El Cabeza Afeitada había insistido en que lo ejecutara.
—Al menos cortadle la lengua. La mentira de este hombre puede acabar con todos nosotros, Magnificencia.
Sin embargo, Dany había optado por pagarle. Nadie supo decirle qué precio se le ponía a una hija, de modo que lo fijo en cien veces el valor de un cordero.
—Si pudiera, os devolvería a Hazzea —le dijo al padre—, pero hay cosas que ni tan siquiera una reina tiene en su mano. Os prometo que sus huesos reposarán en el Templo de las Gracias, y que un centenar de velas arderán día y noche para mantener vivo su recuerdo. Venid a verme todos los años en su día del nombre, y a vuestros otros hijos no les faltará nada, pero esta historia no debe volver a salir de vuestros labios.
—Me harán preguntas —fue la respuesta del padre doliente—. Todos querrán saber dónde está Hazzea y cómo murió.
—Murió por el mordisco de una serpiente —le dijo Reznak mo Reznak—. La devoró un lobo. Sufrió una enfermedad repentina. Contad lo que queráis, pero no se os ocurra hablar de dragones.
Las zarpas de
Viserion
rascaron las piedras; las enormes cadenas tintinearon cuando trató de volar hacia ella otra vez. Al sentir que no podía, lanzó un rugido, giró la cabeza hacia atrás tanto como pudo y escupió llamas doradas contra la pared que tenía a su espalda.

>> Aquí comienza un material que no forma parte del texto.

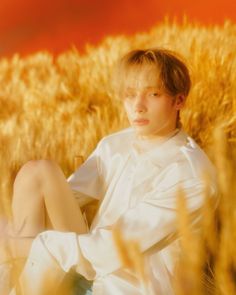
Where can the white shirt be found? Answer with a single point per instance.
(138, 191)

«¿Cuánto tiempo pasará antes de que su fuego sea tan ardiente como para agrietar la piedra y fundir el hierro?»
No hacía tanto tiempo que el dragón blanco se encaramaba a su hombro, con la cola enroscada en torno a su brazo. No hacía tanto que lo alimentaba con sus propias manos, que le daba bocaditos de carne carbonizada. Había sido el primero que encadenaron. Ella misma lo había guiado hasta la fosa, y lo encerró allí con varios bueyes. El dragón los devoró, y después del atracón se quedó somnoliento. Aprovecharon para encadenarlo mientras dormía.
Rhaegal
les había dado más trabajo. Tal vez los dragones tuvieran el oído más fino; tal vez oyera los rugidos rabiosos de su hermano en la fosa, pese a las paredes de ladrillo y piedra que los separaban. Al final tuvieron que atraparlo con una red de gruesos eslabones de hierro mientras tomaba el sol en la terraza. Se resistió de tal manera que tardaron tres días en bajarlo por la escalera de servicio; no paraba de retorcerse y lanzar dentelladas. Seis hombres habían sufrido quemaduras, dos de ellos de gravedad.
Y
Drogon
…
«La sombra alada», lo había llamado el padre de la niña. Era el más grande de los tres, el más fiero, el más salvaje, con escamas negras como la noche y ojos como simas de fuego.